In Popular Culture
Stourbridge appears in two great works of poetry from the 20th century: Finnegans Wake by James Joyce and The Cantos of Ezra Pound.
| “ | Of course our low hero was a self valeter by choice of need so
up he got up whatever is meant by a stourbridge clay kitchenette and lithargogalenu fowlhouse for the sake of akes (the umpple does not fall very far from the dumpertree) |
” |
- James Joyce Finnegans Wake, part 1, Episode 6. Page 184.
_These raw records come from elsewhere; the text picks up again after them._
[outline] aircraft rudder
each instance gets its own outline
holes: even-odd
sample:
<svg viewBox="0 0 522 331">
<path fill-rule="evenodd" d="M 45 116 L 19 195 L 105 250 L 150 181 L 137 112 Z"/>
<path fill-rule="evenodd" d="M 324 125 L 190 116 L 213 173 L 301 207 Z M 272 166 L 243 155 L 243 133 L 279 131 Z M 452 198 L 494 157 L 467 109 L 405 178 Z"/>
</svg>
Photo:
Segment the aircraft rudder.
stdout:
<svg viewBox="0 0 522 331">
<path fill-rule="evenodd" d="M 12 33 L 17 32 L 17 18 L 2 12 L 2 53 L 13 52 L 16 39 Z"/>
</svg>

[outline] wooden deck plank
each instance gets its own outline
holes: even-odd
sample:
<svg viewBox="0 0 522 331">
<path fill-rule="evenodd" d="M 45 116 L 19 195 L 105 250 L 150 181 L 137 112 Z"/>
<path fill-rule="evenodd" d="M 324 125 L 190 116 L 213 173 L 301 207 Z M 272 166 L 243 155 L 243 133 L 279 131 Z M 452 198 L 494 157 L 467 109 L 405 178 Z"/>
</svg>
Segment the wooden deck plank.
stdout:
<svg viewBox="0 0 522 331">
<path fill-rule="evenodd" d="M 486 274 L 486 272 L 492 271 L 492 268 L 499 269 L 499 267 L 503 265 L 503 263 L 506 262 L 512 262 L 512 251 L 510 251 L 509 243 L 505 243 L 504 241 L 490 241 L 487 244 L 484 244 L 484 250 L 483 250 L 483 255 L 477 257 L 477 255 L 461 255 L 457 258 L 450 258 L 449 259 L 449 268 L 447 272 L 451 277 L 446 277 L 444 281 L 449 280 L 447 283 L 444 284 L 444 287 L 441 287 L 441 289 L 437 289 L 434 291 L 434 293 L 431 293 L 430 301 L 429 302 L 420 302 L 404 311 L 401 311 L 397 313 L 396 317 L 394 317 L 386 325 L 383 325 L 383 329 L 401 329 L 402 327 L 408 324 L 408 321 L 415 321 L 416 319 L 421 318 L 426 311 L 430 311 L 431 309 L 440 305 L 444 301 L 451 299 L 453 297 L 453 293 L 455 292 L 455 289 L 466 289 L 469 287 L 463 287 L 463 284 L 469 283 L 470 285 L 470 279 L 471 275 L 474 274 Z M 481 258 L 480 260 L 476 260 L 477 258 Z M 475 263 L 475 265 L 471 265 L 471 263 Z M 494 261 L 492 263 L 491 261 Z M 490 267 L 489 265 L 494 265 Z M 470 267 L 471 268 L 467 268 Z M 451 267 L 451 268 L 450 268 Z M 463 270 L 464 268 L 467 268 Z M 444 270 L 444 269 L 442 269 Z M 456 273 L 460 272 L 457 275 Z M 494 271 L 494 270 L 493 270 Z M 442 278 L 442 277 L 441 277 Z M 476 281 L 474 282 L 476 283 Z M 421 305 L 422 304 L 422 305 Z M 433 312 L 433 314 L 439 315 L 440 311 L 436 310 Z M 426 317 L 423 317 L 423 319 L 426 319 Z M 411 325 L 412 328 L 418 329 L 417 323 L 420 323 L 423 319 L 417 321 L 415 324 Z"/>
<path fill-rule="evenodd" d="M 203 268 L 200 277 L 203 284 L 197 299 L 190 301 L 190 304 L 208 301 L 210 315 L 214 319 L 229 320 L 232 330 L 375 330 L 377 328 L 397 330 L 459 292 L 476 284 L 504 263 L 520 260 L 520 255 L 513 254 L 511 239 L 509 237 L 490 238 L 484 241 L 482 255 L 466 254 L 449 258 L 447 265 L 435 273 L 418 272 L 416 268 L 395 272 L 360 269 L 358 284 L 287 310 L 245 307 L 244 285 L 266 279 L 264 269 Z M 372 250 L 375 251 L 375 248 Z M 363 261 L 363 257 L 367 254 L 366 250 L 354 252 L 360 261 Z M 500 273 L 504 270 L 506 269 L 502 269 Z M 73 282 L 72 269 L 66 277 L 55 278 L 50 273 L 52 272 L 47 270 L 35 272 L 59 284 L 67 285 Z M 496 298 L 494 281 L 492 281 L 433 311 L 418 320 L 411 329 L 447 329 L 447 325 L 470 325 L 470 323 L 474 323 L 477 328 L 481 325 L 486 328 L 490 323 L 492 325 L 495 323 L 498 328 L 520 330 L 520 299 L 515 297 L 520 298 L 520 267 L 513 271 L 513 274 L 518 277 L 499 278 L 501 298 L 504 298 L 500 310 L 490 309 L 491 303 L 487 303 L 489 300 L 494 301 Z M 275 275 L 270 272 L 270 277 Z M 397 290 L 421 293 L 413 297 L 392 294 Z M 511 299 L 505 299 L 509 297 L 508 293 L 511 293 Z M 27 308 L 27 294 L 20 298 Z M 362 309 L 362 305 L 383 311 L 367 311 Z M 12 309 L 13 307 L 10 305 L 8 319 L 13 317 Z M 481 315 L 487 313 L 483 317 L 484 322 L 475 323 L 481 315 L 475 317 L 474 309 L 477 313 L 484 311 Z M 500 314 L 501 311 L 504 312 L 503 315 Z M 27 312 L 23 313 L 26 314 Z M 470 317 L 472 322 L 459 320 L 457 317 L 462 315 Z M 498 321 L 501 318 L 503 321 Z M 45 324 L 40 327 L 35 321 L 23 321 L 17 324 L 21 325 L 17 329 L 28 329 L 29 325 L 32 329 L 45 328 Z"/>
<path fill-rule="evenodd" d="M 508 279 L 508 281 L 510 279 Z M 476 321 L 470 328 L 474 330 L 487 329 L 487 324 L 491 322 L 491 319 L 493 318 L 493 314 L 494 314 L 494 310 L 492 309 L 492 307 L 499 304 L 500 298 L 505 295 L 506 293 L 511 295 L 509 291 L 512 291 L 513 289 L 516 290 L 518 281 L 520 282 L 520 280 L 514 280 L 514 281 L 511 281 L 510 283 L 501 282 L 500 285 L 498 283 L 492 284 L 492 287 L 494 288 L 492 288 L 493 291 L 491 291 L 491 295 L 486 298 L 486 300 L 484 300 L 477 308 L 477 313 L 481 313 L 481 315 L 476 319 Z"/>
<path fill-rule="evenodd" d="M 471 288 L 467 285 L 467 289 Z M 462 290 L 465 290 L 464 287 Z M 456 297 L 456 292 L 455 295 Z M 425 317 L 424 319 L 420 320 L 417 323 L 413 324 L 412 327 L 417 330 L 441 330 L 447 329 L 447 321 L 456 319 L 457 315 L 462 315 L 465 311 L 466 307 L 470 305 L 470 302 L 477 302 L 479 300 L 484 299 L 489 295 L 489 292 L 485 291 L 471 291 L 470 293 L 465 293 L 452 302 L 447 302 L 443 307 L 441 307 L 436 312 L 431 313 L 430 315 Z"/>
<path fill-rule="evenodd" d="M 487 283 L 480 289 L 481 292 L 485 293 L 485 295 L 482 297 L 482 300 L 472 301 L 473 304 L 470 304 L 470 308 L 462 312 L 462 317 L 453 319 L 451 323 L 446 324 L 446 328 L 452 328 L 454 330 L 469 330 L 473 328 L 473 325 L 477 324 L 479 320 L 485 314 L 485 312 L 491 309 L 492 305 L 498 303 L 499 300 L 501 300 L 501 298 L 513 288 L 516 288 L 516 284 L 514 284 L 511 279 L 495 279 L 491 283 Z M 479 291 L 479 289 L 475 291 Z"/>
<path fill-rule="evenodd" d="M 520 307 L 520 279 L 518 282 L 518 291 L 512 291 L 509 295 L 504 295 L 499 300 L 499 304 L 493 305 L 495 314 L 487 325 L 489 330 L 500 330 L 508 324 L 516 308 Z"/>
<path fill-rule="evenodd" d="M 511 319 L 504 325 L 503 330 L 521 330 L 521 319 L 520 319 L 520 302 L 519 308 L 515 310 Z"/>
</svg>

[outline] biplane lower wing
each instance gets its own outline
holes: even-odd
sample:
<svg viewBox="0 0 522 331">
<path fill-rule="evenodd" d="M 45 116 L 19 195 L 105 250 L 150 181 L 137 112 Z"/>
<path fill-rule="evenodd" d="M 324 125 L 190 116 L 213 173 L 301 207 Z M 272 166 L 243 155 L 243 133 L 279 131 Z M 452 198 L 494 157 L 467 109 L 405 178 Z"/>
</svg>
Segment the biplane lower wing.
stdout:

| “ | and I went in a post chaise
Woburn Farm, Stowe, Stratford, Stourbridge, Woodstock, High Wycombe and back to Grosvenor Sq |
” |
- Ezra Pound, Canto LXVI, line 30, Page 380.
Stourbridge found its way into Pound's Cantos via John Adams the second President of the United States, whose diary entry from 1786 Pound translated into his own epic poem.
Stourbridge Golf Course is also mentioned by P. G. Wodehouse.
| “ | "Or take Golf", said Mr. Carmody, side-stepping and attacking from another angle. "The only good golf-course in Worcestershire at present is at Stourbridge." | ” |
- P. G. Wodehouse, Money for Nothing, Chapter 5.